Tuesday, March 27, 2012

Cold beauty

Last weekend, as we sped through the road from Chirag Dilli to Panchsheel, leaves were coming off the trees in a torrent. The road shimmered with bright golden yellow leaves, noon sun lighting them up like fluorescent bulbs lined up to welcome us. With a cold breeze washing up my face and wiping off some of the pain and tiredness that I had felt all through the week, I grew into a marvellous and delicate mood.
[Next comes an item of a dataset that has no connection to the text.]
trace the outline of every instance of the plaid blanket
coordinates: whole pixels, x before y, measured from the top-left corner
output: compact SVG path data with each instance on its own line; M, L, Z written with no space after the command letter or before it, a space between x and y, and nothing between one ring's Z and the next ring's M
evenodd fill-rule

This mood was subsequently destroyed quite abruptly when I read the news about the battering to death of an auto rickshaw driver by couple of drunken youth in the early hours of the morning. All because the driver scraped past their Innova, which they had parked alongside the petrol pump, besides which one of them was puking off the excess liquor. So, they stopped the driver, got him out, and then battered his head with bricks to make sure he dies. I felt anger and disgust in equal measure.

These feelings of ecstatic happiness and unmitigated hatred are not uncommon to the denizens of Delhi. In Mumbai, in my limited experience, these feelings are usually muted and absorbed by the sheer madness of the city. You would see fights in the local, even women tearing each other apart, but the inhumanly fights and rages are not seen. It makes Mumbai, without doubt, a more civil, real city, but does it make it happier as well? Where are the spaces to relax or places to see without hounded by a persistent stream of noise? Or, even time outside commuting between home and office, to search for them?

Mumbai provides a living to a lot of Indians, but takes life out from their lives. Delhi is chaotic, cold, violent, almost a strange modern village, but also provides far more moments of sheer joy and ecstasy to those who seek them.